Other ccTLDs have developed their own dispute resolution policies. Nominet administers the .uk Dispute Resolution Service (DRS) under its own policy (the Nominet DRS Policy) rather than the UDRP. The Czech Arbitration Court runs the ADR procedure for .eu. Australia's auDRP (.au Dispute Resolution Policy) is modeled on the UDRP with Australia-specific modifications, and China's CNNIC applies its own CNDRP (China Internet Network Information Center Domain Name Dispute Resolution Policy) to .cn.
For brand owners enforcing across multiple ccTLDs, the procedural variation means that a single enforcement strategy won't work everywhere. A complaint that succeeds under the UDRP for a .com domain may need to be restructured or re-argued under a different policy for a ccTLD in the same case. Identifying which dispute resolution mechanism applies to each ccTLD is the first step in any cross-border enforcement campaign.
The Trademark Clearinghouse
ICANN established the Trademark Clearinghouse (TMCH) as part of the new gTLD program to help trademark owners protect their marks during the launch of new extensions. The TMCH provides two primary services.
Sunrise registration allows trademark owners who have registered their marks in the TMCH to register domain names matching their marks during a sunrise period before a new gTLD opens to general registration.

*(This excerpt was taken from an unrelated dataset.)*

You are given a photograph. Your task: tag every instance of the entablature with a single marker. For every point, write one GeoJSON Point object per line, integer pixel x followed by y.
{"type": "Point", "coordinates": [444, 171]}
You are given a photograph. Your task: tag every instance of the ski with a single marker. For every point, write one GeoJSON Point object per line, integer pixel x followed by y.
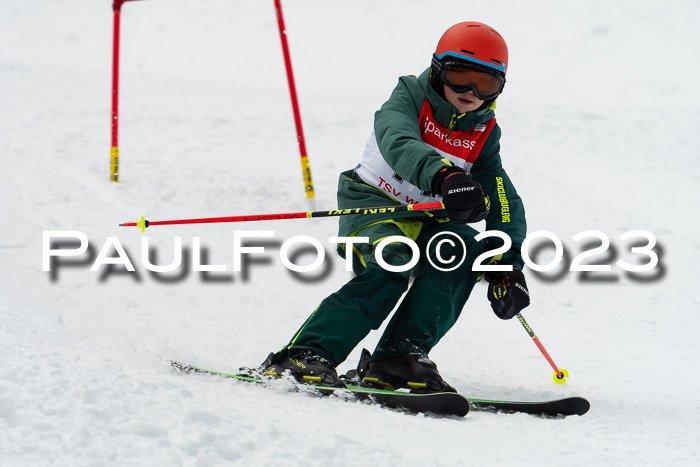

Sunrise periods typically run for at least 30 days before public registration begins, giving trademark owners a first-mover advantage.
Trademark claims notifications alert trademark owners when someone registers a domain name in a new gTLD that matches a mark recorded in the TMCH. During the trademark claims period (at least the first 90 days after a new gTLD launches), any applicant attempting to register a matching domain receives a notice that the mark is recorded in the TMCH, and the trademark owner receives a notice that the registration occurred.
TMCH doesn't prevent cybersquatting, but it provides early warning and a first-mover registration opportunity. Brand owners with significant trademark portfolios should evaluate whether TMCH registration is worthwhile for their core marks, particularly as ICANN's next round of new gTLD applications approaches.
Practical Considerations for Multi-TLD Enforcement
Prioritize by commercial risk. You can't enforce everywhere simultaneously, and not every infringing registration warrants the same response. A domain in .com that hosts a phishing page targeting your customers is a higher priority than a domain in .xyz that resolves to a blank parking page. Focus enforcement resources on the registrations that create the most immediate harm.
Match the tool to the TLD. Use the UDRP for .com, .net, .org, and ccTLDs that have adopted it. Use the URS for new gTLDs when the facts support the higher evidentiary standard and suspension is an adequate remedy. Use ACPA litigation when you need damages, injunctive relief, or the ability to address a pattern of cybersquatting across multiple TLDs in a single proceeding.
Monitor new gTLD launches. When a new extension launches that's relevant to your industry (.shop for retailers, .tech for technology companies, .health for healthcare providers), register your core marks during the sunrise period and monitor general registration for infringing domains during the trademark claims period.
Coordinate defensive registration across TLDs. Registering your brand in every available extension isn't practical (at 1,200+ gTLDs, the cost and administrative burden are prohibitive), but registering in the extensions most likely to be targeted, the major commercial gTLDs (.com, .net, .org, .co, .shop, .online, .app) plus any industry-specific extensions, is a cost-effective layer of protection.
Track your enforcement history. UDRP and URS decisions are published and searchable. A consistent record of successful complaints across multiple TLDs builds a body of precedent that makes future complaints more predictable and may deter cybersquatters who check the complaint history before registering.